There is potentially a very large tailwind on the horizon for AMSG, starting next year as directed by the PPACA (and to think I was originally opposed to this genius plan) health insurance plans must cover preventative screening colonoscopies with no out of pocket costs. This could have a very positive impact on AMSG as they are highly exposed to colonoscopy demand. Furthermore the health care reform will provide an additional 32m people with health insurance. It is likely that more people with insurance will consume more health care services which should mean more surgical procedures for companies like AMSG. Additionally the aging population of the US will provide a long term tailwind as people typically require more procedures the older they get.

Risks

  • Lower Medicare reimbursement rates, with 33% of revenue coming from Medicare this is the most tangible risk. CMS revised the payments to ASC in 2008 and the changes are currently in the process of being implemented with final rates set in 2011. After 2011 reimbursement rates will then be adjusted by CPI adjustments. The ASC rates are set to be a rate that is 65% of the corresponding rate for hospital based outpatient surgeries so the driver of ASC reimbursement rates will ultimately be the healthcare costs of the hospitals. With 32m more people hitting the system I doubt we will see hospital cost deflation.
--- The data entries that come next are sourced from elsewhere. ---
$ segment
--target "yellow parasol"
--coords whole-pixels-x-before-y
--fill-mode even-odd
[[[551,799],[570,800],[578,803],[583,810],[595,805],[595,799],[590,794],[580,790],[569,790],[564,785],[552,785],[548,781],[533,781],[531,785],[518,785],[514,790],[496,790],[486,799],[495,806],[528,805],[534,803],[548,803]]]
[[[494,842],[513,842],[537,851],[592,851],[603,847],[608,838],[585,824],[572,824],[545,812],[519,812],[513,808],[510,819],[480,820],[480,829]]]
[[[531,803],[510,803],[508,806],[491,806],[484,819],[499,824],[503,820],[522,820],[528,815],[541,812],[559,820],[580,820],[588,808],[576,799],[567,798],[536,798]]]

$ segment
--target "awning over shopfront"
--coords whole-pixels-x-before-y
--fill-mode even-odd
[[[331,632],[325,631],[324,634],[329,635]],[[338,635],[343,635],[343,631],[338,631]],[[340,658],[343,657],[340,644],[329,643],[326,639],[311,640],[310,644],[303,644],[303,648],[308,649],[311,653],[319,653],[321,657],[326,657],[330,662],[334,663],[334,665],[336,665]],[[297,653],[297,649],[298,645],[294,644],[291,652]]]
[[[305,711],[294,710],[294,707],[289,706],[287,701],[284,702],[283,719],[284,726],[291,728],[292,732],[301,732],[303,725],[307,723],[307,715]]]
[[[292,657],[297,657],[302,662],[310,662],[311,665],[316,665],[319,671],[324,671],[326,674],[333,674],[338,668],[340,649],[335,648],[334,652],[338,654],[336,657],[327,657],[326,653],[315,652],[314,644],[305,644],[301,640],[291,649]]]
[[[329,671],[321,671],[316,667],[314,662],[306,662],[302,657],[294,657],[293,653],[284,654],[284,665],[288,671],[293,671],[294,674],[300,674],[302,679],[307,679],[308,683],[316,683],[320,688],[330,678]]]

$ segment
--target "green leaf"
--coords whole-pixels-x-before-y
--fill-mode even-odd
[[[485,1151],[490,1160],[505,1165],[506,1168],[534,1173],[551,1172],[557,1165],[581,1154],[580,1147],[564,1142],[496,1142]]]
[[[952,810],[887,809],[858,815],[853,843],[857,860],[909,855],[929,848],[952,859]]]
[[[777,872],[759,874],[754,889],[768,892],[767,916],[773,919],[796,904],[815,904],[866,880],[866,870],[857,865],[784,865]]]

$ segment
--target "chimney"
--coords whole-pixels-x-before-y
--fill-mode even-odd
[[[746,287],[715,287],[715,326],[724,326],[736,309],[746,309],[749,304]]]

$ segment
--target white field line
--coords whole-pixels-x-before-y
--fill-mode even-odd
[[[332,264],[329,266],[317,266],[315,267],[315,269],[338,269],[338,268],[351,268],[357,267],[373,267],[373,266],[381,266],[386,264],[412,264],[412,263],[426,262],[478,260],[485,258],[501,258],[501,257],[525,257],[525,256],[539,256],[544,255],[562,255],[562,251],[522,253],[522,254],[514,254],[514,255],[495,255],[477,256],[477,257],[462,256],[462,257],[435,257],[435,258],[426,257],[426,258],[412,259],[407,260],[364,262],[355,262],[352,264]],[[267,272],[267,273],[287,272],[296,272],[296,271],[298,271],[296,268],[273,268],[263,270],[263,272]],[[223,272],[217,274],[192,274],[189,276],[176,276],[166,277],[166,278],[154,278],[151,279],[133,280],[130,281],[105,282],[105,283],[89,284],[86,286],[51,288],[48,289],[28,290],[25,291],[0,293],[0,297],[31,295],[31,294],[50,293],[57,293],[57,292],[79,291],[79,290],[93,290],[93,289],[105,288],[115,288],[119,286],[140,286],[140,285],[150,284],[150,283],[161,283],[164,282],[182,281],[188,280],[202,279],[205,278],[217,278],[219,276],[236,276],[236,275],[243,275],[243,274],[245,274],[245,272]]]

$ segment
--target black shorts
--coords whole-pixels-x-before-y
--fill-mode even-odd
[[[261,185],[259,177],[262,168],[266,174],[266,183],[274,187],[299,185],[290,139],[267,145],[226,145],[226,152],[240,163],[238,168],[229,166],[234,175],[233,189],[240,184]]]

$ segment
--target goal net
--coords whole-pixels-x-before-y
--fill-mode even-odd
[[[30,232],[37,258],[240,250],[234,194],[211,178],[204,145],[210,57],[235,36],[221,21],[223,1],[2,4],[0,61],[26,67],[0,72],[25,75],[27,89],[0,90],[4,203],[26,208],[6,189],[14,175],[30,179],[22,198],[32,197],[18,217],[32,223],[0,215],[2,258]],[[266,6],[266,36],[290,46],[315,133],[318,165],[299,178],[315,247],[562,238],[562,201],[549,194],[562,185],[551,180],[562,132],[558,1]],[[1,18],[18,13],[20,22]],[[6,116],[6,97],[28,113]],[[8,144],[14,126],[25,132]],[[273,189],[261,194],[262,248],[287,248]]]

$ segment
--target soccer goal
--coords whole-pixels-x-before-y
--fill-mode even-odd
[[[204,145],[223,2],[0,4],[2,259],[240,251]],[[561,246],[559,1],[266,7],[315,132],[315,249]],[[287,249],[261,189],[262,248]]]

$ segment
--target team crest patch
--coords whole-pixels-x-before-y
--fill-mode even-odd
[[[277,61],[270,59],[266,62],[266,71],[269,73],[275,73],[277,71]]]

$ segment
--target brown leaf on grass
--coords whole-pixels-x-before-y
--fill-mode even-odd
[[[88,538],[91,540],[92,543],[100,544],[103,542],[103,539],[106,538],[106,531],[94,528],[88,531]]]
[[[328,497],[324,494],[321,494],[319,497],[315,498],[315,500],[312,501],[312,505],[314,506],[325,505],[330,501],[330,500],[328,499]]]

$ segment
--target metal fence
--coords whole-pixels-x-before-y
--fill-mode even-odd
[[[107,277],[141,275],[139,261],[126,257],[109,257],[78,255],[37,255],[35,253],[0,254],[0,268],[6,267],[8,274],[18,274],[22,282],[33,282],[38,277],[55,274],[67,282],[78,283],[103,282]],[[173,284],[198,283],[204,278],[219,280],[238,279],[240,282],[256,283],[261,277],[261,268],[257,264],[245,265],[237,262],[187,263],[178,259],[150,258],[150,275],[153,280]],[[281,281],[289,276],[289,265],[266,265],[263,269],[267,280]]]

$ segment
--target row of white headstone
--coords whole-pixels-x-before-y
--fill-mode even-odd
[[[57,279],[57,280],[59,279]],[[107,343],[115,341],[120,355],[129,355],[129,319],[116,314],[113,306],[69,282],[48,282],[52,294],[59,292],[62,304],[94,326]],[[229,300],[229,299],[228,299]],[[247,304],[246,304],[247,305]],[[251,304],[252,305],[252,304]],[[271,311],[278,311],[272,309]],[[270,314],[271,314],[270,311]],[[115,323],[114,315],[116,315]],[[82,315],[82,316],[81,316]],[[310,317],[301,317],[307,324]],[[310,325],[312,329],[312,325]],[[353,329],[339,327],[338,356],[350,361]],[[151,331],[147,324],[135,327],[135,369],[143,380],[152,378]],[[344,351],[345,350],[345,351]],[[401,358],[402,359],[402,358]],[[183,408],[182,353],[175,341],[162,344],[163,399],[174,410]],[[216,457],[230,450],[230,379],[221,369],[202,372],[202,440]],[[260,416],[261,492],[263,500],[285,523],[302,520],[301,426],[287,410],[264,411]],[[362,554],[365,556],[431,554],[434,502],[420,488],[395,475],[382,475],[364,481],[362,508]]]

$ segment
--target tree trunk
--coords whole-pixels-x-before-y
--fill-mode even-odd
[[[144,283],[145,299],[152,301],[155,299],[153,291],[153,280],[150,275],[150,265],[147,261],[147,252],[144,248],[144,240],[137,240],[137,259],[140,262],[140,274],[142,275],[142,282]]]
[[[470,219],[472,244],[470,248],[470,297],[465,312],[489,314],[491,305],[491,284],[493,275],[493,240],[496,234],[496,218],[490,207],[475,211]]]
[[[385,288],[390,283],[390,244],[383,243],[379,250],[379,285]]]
  • Regulations prohibiting physician ownership of healthcare facilities. In the unlikely event that the US prohibited doctors from owning healthcare facilities AMSG would be responsible for buying out the ownership stakes of their partner doctors. Given the large amount of partnerships and the doctor’s high % of ownership stake it would be very difficult for AMSG to come up with this money. I think this risk is rather remote as the AMSG/physician dynamic does not violate the Stark Law which prohibits doctors from making a referral for a health service to an entity that they have financial interest in. The Stark Law prohibits against doctors referring patients for lab services, physical therapy, imaging services, medical equipment and supplies from entities that they own.

  • A double dip recession impairs procedure volume as more people defer elective or preventative procedures due to economic hardship or loss of insurance.